Nearly 70 years after they were uprooted to make way for United States nuclear weapons testing, Bikini Islanders are now reeling from rising seas and have asked Washington to aid a new resettlement.
For decades, Bikini islanders have struggled to survive on Kili, an inhospitable and isolated island with no lagoon for fishing or calm anchorage for boats. Repeated ocean water flooding over the past four years and a runway that turns to mud when it rains pushed the Bikini Council on Thursday to request US government assistance to relocate a population that has lived in exile since the start of nuclear testing at Bikini in 1946.
The United States tested 24 nuclear weapons at Bikini, including its largest hydrogen bomb, Bravo, at 15 megatons in 1954. Early in the testing, radioactive contamination of all the target ships created the first case of immediate, concentrated radioactive fallout from a nuclear explosion.
Bikinians have suffered from health impacts of the testing for decades and a struggle continues to get adequate compensation from the US and full disclosure about its testing programme. The Bikini people now also hope for American help to overcome the upheaval they increasingly face from the change in sea levels.
Bikini people faced with no choice but to leave
The Bikini Council has approved two resolutions, requesting US Interior Department assistance to gain Congressional amendments to allow the Resettlement Trust Fund for the People of Bikini, established in 1982 by US public law, to be used for relocation outside of the Marshall Islands.
"In the future, we may have no option but to relocate," said Bikini Mayor Nishma Jamore, explaining why the Council adopted the resolutions following public hearings in Majuro and Ejit, and a council meeting on Kili.
"We are preparing for the future. Climate change is real. We are feeling and experiencing it. In the future we will have no choice [but to relocate]."
Resolution 46 noted that since their resettlement to Kili in 1948, the change from an atoll environment to a single island with no lagoon "continues to take a severe psychological toll on the people."

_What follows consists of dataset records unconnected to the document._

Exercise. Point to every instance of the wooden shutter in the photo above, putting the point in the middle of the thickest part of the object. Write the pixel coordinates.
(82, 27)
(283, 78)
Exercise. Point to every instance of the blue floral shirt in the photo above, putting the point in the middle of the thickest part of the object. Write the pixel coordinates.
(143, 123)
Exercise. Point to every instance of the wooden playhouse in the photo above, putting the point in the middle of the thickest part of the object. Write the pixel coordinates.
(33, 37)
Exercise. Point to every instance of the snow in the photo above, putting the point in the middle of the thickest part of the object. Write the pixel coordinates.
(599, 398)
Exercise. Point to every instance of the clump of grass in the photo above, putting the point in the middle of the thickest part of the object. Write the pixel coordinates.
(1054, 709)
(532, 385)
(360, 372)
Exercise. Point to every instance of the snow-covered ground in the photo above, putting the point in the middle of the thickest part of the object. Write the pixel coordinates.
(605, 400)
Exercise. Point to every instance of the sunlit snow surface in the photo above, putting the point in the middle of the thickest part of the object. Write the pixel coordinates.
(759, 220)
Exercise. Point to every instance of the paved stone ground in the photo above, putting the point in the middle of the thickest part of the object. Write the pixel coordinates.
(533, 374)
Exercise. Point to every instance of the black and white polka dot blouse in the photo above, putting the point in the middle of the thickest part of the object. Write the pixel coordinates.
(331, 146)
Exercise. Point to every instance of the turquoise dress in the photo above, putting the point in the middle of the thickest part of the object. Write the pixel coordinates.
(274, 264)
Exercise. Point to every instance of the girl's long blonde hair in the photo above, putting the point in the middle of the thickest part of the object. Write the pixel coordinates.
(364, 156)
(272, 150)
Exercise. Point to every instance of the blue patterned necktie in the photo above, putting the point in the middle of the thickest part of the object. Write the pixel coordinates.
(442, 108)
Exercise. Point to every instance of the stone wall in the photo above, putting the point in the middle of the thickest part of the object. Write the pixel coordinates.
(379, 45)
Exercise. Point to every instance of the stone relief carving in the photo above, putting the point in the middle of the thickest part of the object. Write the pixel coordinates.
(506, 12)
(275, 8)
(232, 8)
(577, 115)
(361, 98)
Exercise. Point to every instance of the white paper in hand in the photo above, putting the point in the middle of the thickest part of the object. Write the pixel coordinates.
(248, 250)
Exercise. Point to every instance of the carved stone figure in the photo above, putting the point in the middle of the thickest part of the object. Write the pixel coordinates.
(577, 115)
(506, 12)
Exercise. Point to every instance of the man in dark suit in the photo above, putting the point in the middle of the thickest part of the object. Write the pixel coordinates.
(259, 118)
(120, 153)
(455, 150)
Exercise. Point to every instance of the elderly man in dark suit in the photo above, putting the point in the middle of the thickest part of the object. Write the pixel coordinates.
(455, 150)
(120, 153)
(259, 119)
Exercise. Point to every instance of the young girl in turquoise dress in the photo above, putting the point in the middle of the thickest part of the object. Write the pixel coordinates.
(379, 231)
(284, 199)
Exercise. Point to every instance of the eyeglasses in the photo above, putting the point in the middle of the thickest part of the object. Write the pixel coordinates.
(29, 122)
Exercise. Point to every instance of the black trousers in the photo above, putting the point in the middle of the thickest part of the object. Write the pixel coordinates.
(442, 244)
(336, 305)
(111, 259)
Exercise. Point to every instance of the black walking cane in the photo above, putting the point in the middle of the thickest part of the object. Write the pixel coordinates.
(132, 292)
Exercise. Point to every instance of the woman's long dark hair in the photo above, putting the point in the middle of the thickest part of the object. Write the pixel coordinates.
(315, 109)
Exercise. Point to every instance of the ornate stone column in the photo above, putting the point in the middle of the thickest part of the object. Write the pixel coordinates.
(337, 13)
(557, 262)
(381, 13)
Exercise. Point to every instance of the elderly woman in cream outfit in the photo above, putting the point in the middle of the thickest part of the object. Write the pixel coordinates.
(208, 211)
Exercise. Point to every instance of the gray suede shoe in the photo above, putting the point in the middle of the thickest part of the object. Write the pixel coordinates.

But added to this long-term problem for life on Kili is the impact of sea level rise. The resolution said that Kili and Ejit Islands have been covered by high waves at least five times in the last four years, resulting in contamination of all wells on both islands.
The mayor said that "because of ongoing deterioration of conditions on Kili and Ejit Islands, many of the people of Bikini living on these islands want to move out of the Marshall Islands, primarily to the United States."
US to be held to its promise
As it stands, the resettlement fund specifically restricts resettlement spending to the Marshall Islands. However Mr Jamore said US officials were supportive of seeking amendments to the existing US law governing trust fund use when Bikini representatives visited Washington DC earlier this year.
"The Americans said 'we will always take care of you as the children of America' and we believe that if promises are made, they will be kept," said Councilwoman Lani Kramer. "After 70 years there has to be some action to get the people off this small island."
Resolution 54 says that it has become clear that "conditions on Kili Island are similar to those facing the people of Bikini on Rogerik in 1946, of being placed on an island that cannot sustain the population."
The US Navy evacuated Bikini islanders from Rongerik in 1948, two years after their initial resettlement for the first nuclear tests, because the islanders were starving. They were then moved to Kili Island where about 800 people currently live.
"Kili Island can no longer sustain a population of more than a few hundred people," the resolution said.
The Bikinians say they are asking for US government help because they consider that the Resettlement Trust Fund was never designed to finance a relocation of the entire population from Kili Island - a move Mayor Jamore says is essential. The Bikinians said the US government remained morally responsible for the welfare of the Bikinians "due to its failure to ever conduct a radiological clean-up of Bikini Atoll in order to repair the damage it caused from the nuclear testing."
"I believe that if you borrow something from someone you should return it in the same or better condition," said Kramer. "They [the Americans] really need to clean up Bikini. I believe even if we don't go back they should clean it up no matter what."